Cette question est, chez John Stuart Mill, assez délicate à aborder. S'il défend effectivement l'accès des femmes à toutes les professions, il s'attarde en réalité beaucoup plus sur la question des fonctions « prestigieuses » selon lui (Section 1) que sur d'autres questions pourtant fondamentales en son temps (Section 2).

Section 1 : L'accès égal aux emplois prestigieux

Il convient avant tout de rappeler qu'au XIXe siècle, les femmes sont, en principe, admises à exercer un métier mais, de facto, exclues d'un certain nombre de domaines professionnels, par la loi, la coutume ou les moeurs de l'époque. Ainsi, en Angleterre, 40% des femmes employées le sont dans le secteur domestique et 20% dans l'industrie textile. Les emplois les plus prestigieux sont « réservés au sexe fort »87. Ainsi, le chapitre III de De l'assujettissement a bien pour objet d'étude l'accès aux « hautes fonctions sociales » et non au travail dans son ensemble.
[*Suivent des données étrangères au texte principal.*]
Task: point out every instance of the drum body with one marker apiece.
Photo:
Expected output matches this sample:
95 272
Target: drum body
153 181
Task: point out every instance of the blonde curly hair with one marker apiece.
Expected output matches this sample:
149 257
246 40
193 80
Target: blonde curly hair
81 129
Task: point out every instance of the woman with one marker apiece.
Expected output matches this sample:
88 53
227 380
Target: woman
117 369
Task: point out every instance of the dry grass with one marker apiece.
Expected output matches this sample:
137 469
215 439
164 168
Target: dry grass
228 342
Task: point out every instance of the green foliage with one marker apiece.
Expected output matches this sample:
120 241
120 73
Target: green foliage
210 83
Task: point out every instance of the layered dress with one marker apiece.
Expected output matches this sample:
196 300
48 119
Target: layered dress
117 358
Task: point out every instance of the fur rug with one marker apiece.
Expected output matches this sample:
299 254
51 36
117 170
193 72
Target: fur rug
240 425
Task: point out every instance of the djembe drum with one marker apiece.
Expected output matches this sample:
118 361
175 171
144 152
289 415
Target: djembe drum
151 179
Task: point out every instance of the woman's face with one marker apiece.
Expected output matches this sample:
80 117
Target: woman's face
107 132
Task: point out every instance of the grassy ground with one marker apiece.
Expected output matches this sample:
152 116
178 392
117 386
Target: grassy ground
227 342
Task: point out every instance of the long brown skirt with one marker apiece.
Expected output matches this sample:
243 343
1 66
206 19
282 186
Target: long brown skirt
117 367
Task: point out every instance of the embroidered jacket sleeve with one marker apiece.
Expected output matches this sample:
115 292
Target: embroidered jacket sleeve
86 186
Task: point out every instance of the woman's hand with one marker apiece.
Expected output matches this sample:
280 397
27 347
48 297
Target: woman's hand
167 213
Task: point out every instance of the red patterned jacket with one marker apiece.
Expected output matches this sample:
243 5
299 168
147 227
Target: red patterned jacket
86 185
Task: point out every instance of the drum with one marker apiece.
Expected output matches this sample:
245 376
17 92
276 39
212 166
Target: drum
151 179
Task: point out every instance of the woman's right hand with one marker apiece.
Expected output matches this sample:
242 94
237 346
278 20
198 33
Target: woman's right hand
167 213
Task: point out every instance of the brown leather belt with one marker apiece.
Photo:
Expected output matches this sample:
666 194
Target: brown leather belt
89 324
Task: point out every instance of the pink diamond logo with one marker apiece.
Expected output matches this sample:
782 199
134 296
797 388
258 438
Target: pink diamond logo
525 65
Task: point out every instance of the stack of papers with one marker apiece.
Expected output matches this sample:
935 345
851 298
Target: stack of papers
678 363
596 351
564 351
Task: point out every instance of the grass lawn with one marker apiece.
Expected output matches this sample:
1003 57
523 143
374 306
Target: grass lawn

John Stuart Mill explique que cette exclusion légale est due à l'intérêt qu'y trouve l'autre moitié de la société : les hommes. Il compare ainsi cette injustice à la raison d'État, doctrine propre au système monarchique français, qui « prétend opprimer les gens pour leur bien »88. L'auteur donne également des exemples de métiers ou de fonctions tels que médecin, avocat ou encore membre du Parlement.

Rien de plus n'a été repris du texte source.